Fraglich ist dabei insbesondere wie die neuen Anschlüsse genau versorgt werden und ob alte Anschlüsse die erhöhten Spannungen wirklich mitmachen, die werde ja jetzt schon oft nett warm. Sollte aber alles klappen, würden sich demnächst fast alle Peripherie-Geräte vom Drucker bis hin zum Bildschirm rein über USB versorgen lassen. Ist dann nur die Frage, was für ein Netzteil man dann braucht 

Quelle: usb.org-PDF (englisch)
computerbase.de


----------



## H@buster (12. August 2011)

*AW: Bald 100 Watt über USB*

100W?
Durch die dünnen Kabel?

Die sind doch des Wahnsinns!!!!


----------



## Kingbase (12. August 2011)

*AW: Bald 100 Watt über USB*

das geht schon, solange die kabel auf 3grad kelvin heruntergekühlt werden


----------



## Clawhammer (12. August 2011)

*AW: Bald 100 Watt über USB*

ich denke die meisten würden mit 5-20W Nennleistung auch schon zufrieden sein


----------



## bofferbrauer (12. August 2011)

*AW: Bald 100 Watt über USB*

Juhu, und dann braucht es noch ein netzteil zwischen dem Anschluss und dem Handy, weil diese die Spannung nicht ertragen können... kann also gleich wieder über die steckdose aufladen 

Und aufpassen bei leuten, die einen USB Raketenwerfer haben, könnte übel ausgehen


----------



## Axel_Foly (12. August 2011)

*AW: Bald 100 Watt über USB*

100W ist schon krass, wenn dann alles über usb läuft bekommen 2000W netzteile wirklich sinn


----------



## Adam West (12. August 2011)

*AW: Bald 100 Watt über USB*

ok, es scheint auf den ersten Blick recht viel, aber es bringt schon reichlich Vorteile, z.B. für Drucker hub´s, Bildschirhubs, etc...

MfG


----------



## Stormtrooper 955 (12. August 2011)

*AW: Bald 100 Watt über USB*

Ist ja Hammer, 100 Watt. Irgendwann sind wir dann mal bei so 500 Watt angekommen, ne Spaß beiseite ich finds cool.


----------



## DaywalkerEH (12. August 2011)

*AW: Bald 100 Watt über USB*

Sehr sinnvoll für Drucker, wenn das funktioniert


----------



## Iceananas (12. August 2011)

*AW: Bald 100 Watt über USB*

Klingt aber recht utopisch... bei 100W müssen sie zwangsläufig die Spannung anheben, selbst bei 12 V sinds noch über 8 Ampere?  da bräuchsten sie ziemlich fette Kabeln...

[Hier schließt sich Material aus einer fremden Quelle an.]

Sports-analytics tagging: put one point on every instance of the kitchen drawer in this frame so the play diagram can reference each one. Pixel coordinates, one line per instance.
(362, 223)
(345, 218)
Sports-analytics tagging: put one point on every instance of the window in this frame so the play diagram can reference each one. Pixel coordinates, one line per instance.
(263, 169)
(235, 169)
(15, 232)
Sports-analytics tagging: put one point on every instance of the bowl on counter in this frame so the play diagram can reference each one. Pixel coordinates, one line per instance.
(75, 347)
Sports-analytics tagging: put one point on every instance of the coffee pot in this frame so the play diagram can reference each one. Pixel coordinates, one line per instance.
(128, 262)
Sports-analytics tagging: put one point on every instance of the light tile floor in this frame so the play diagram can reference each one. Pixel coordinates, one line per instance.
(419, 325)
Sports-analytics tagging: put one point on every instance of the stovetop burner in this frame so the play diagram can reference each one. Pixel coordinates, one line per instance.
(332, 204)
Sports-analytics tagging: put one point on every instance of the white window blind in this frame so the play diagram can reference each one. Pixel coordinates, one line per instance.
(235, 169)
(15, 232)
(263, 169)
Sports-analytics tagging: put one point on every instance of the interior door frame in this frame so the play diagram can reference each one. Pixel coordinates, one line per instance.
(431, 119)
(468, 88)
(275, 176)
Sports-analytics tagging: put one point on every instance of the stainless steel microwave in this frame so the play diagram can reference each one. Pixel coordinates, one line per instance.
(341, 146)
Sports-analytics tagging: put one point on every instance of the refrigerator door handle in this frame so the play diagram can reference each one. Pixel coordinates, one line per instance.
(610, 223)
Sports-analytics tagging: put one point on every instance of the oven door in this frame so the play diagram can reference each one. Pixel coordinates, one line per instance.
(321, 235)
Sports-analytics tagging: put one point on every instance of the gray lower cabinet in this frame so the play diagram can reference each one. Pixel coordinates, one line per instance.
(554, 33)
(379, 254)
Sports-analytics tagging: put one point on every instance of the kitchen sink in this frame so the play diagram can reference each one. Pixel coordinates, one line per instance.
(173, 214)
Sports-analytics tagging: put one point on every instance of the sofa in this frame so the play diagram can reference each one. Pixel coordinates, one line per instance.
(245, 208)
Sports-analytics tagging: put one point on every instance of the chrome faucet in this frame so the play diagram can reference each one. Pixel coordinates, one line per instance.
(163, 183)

Außerdem wenn der Strom tatsächlich aus dem USB Port kommt und die keinen neuen Stecker einführen, dann gibts ein hübsches Massensterben alter (und neuer) USB Geräte die alle von der vielfach höheren Spannung gegrillt werden


----------



## Lan_Party (12. August 2011)

Axel_Foly schrieb:
			
		

> 100W ist schon krass, wenn dann alles über usb läuft bekommen 2000W netzteile wirklich sinn



Das dache ich auch als ich mir das durchgelesen habe.  Na viel Spaß mit der Stromrechnung wenn man mal 2 externe Festplatten + Wlan und Usb stick am laufen hat.


----------



## hotfirefox (12. August 2011)

*AW: Bald 100 Watt über USB*



Clawhammer schrieb:


> ich denke die meisten würden mit 5-20W Nennleistung auch schon zufrieden sein



Seh ich auch, mit 20 Watt könnte man schon eine Menge mehr machen.


----------



## rept.jah (12. August 2011)

*AW: Bald 100 Watt über USB*



> Enables voltage and current values to be negotiated over the USB power
> pins


Es wird also, wie zu erwarten, nicht jeder kleine USB-Stick mit 100W 'zwangsversorgt'. Aber für entsprechende Geräte gibt's dann wohl auch dickere Kabel. Ich find's gut. Moderne PC-Netzteile bringen ohne weiteres die Leistung, sind gut gekühlt. Adios Steckerleiste und Kabelsalat.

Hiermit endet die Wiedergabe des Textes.